Additionally, I think you may or may not be suspecting research malpractice. Obviously I don't have insider knowledge, but I would note that the idea of training probes in the middle layer of the model wasn't their idea. This paper cites other papers that already did exactly that. The contribution of this paper is simply that focusing on the middle layers for certain "critical tokens" gives a better signal than just checking the middle layers on every token.

It's of course possible that this paper in particular is fraudulent, but note that there is a field of research making the same basic claim as this paper, so this isn't some one off thing. A reasonable amount of people from different institutions would need to be in on it for the entire field to be fraudulent.

Alternatively, I think you may be objecting to the use of the word "truthfulness" in the abstract of the paper, because you seem to think that only human thoughts can possibly have a true or false value. I'm not actually going to object to the idea that only human thoughts can be true or false, but like the response I wrote to your koan comment, the user can interpret the LLMs output, which gives the user's thought a true or false value.

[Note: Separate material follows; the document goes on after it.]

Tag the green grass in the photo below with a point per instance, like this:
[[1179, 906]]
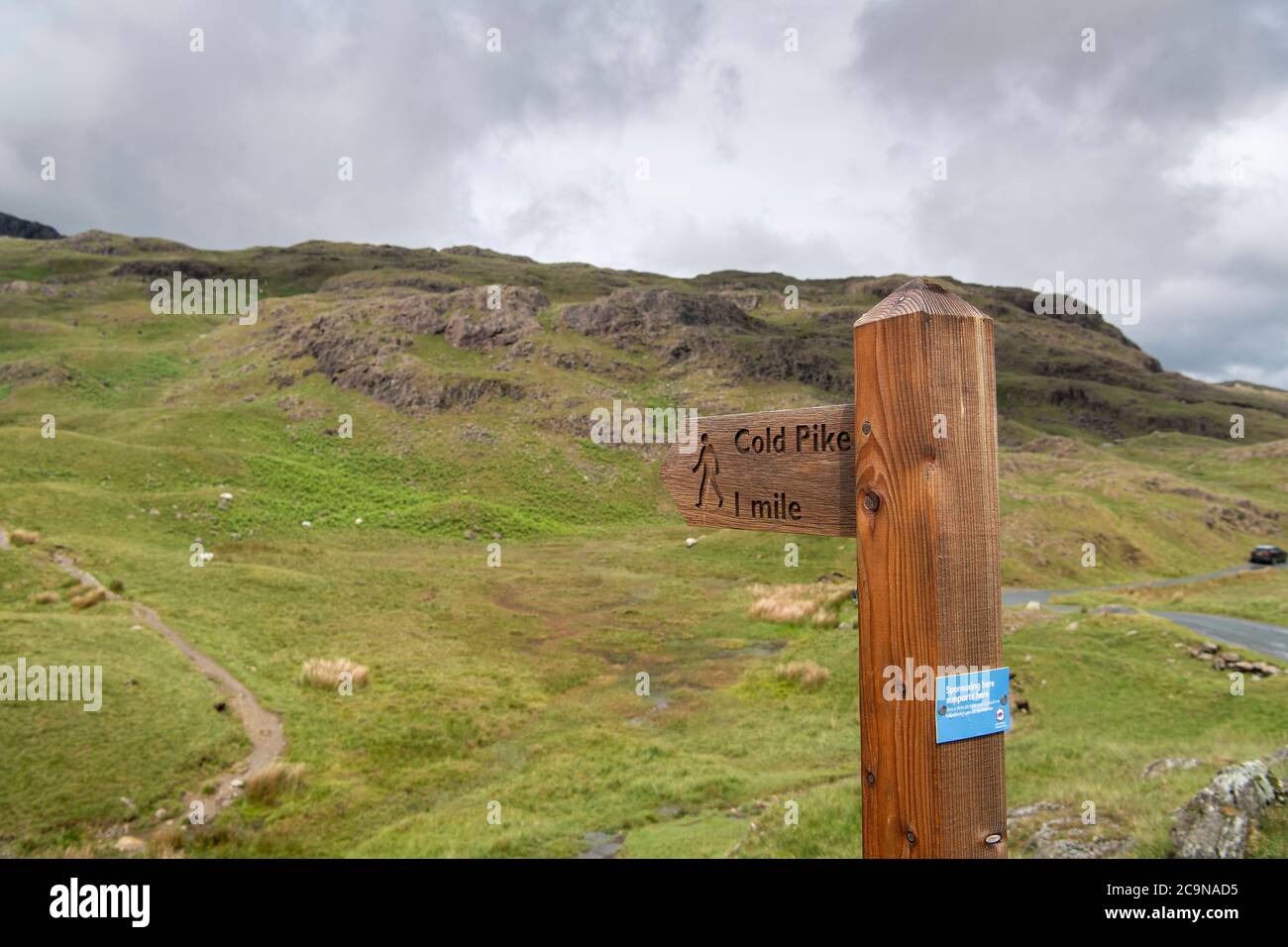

In this case, philosophically, you can think of this paper as trying to find cases where the LLM outputs strings that the user interprets as false. I think the authors of the paper are probably thinking about true or false more as a property of sentences, and thus a thing mere strings can possess regardless of how they are created. This is also a philosophically valid way to look at it, but differs from your view in a way that possibly made you think their claims absurd.